Obama urging votes on ‘pieces’ of jobs plan

President Barack Obama speaks about his jobs plan at West Wilkes High School in Millers Creek, N.C., on Monday. (Associated Press)
Peter Nicholas And Lisa Mascaro Tribune Washington bureau

MILLERS CREEK, N.C. – Bowing to political necessity, President Barack Obama pushed Congress to pass his jobs plan in what he called “bite-size pieces” that might prove tougher for Republican lawmakers to reject than the $447 billion package voted down by the Senate last week.

Obama’s advisers had initially presented the jobs plan as a take-it-or-leave-it proposition. But that strategy collapsed last week, after Senate Democrats failed to muster the 60 votes necessary to break a filibuster and force a vote on a plan that has become the centerpiece of Obama’s agenda.

After weeks spent demanding that Congress “pass this bill,” Obama rolled out a new message Monday at the opening of his three-day bus tour through North Carolina and Virginia: Pass specific elements of the bill, one by one.

Speaking at West Wilkes High School, the president said that “even though they said no the first time, we’re going to give them another chance.”

“I think maybe the first time, because we had it all in one bill, they … didn’t know what they were voting against,” Obama added. “So we’re going to chop it up into bite-size pieces and give them another chance to look out for your job instead of looking out for their own jobs.”
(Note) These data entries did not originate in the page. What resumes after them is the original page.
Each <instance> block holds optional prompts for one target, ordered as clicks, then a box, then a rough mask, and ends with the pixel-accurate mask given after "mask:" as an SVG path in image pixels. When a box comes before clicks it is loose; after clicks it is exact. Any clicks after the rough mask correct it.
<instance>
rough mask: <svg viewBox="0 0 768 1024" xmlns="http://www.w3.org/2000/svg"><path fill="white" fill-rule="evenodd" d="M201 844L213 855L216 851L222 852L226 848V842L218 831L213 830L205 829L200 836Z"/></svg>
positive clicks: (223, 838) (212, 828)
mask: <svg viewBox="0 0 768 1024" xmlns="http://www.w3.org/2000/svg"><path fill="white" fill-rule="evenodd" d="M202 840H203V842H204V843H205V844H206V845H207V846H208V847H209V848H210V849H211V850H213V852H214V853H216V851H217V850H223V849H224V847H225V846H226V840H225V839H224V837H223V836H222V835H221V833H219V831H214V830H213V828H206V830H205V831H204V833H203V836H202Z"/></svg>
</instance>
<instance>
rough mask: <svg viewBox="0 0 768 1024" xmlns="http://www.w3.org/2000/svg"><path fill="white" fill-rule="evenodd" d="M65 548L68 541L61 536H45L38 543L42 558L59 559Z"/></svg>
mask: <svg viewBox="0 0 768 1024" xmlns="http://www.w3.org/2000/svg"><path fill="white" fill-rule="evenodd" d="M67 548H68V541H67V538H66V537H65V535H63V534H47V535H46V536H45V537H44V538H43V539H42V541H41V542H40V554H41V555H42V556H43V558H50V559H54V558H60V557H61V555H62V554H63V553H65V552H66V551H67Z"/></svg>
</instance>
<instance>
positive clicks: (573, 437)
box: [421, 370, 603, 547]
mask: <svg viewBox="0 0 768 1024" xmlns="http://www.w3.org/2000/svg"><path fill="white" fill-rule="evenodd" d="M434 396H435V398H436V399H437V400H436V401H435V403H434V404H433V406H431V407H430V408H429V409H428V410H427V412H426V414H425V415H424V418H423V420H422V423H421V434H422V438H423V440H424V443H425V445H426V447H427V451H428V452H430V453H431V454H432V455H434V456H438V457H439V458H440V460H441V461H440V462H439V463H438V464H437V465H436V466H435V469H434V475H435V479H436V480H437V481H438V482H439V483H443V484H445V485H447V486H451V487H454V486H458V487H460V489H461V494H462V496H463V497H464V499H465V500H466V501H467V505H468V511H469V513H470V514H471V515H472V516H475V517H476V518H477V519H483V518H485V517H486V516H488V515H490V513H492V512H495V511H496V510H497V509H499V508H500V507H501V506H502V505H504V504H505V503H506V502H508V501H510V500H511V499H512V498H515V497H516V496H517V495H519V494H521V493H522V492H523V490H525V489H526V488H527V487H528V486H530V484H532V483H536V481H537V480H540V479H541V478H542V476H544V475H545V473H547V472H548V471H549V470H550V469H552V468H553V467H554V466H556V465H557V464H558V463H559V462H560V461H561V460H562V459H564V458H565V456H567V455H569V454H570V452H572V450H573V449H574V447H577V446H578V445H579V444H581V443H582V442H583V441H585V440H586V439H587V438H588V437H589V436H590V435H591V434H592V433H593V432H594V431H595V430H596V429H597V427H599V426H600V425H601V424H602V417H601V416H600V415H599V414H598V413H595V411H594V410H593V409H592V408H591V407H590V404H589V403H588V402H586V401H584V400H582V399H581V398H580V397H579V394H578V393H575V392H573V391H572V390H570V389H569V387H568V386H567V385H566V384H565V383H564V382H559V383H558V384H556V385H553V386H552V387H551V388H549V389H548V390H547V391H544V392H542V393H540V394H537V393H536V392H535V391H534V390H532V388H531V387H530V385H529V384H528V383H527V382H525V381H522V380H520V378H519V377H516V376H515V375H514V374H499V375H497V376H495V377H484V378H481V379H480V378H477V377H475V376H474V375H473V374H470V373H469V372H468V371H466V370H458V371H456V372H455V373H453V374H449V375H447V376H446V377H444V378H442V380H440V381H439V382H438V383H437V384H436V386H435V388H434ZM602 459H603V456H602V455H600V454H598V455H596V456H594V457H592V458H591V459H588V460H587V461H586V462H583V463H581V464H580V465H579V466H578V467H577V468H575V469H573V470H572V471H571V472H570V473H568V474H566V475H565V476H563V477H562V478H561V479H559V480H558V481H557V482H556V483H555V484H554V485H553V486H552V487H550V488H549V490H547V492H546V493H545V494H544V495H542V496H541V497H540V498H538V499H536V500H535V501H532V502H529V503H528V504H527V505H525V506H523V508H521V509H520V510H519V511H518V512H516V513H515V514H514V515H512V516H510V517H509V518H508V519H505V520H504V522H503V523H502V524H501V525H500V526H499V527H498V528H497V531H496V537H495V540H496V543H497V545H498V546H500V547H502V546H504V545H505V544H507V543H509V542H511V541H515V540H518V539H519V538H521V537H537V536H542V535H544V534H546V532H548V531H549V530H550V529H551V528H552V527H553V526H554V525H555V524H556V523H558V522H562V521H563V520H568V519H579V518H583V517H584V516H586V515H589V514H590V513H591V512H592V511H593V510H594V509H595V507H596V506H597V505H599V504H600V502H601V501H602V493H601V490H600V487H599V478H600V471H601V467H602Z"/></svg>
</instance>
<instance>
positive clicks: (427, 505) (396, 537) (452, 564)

The Senate plans to cast a vote as early as this week on the first component of Obama’s jobs plan: $35 billion to save the jobs of public school teachers, police and firefighters.

Sen. Harry Reid, D-Nev., the majority leader, made the announcement Monday as Obama set out on the trip.

“We’re going to do our utmost to do this as quickly as we can,” Reid told reporters. He promised “one jobs bill a week” in the days ahead. Each would be financed by a version of a previously proposed surtax on millionaires. In this case, it would be a 0.5 percent tax on those earning beyond $1 million a year.

Senate Republicans immediately denounced the $35 billion proposal as another bailout for public-sector workers. Past efforts to ship funding to cash-strapped states did not prevent teacher layoffs, they said.

“It is disappointing that Senate Democrats are still focused on the same temporary stimulus spending that’s failed to solve our jobs crisis,” said Senate Republican leader Mitch McConnell of Kentucky.

Day one of the bus tour took Obama through Republican parts of a state that will be a battleground in the 2012 presidential election. The high school sits in Wilkes County, where Republicans outnumber Democrats by nearly 2 to 1. Obama hopes that such visits will build bipartisan, grass-roots support for his jobs plan, pressuring Republican lawmakers into voting his way. He said Republicans face a stark choice: pass legislation preventing layoffs of public employees, or come home and tell constituents why teachers, police and firefighters must lose their jobs.

“If they vote against taking steps that we know will put Americans back to work right now, then they’re not going to have to answer to me,” Obama said earlier in a visit to Asheville. “They’re going to have to answer to you.”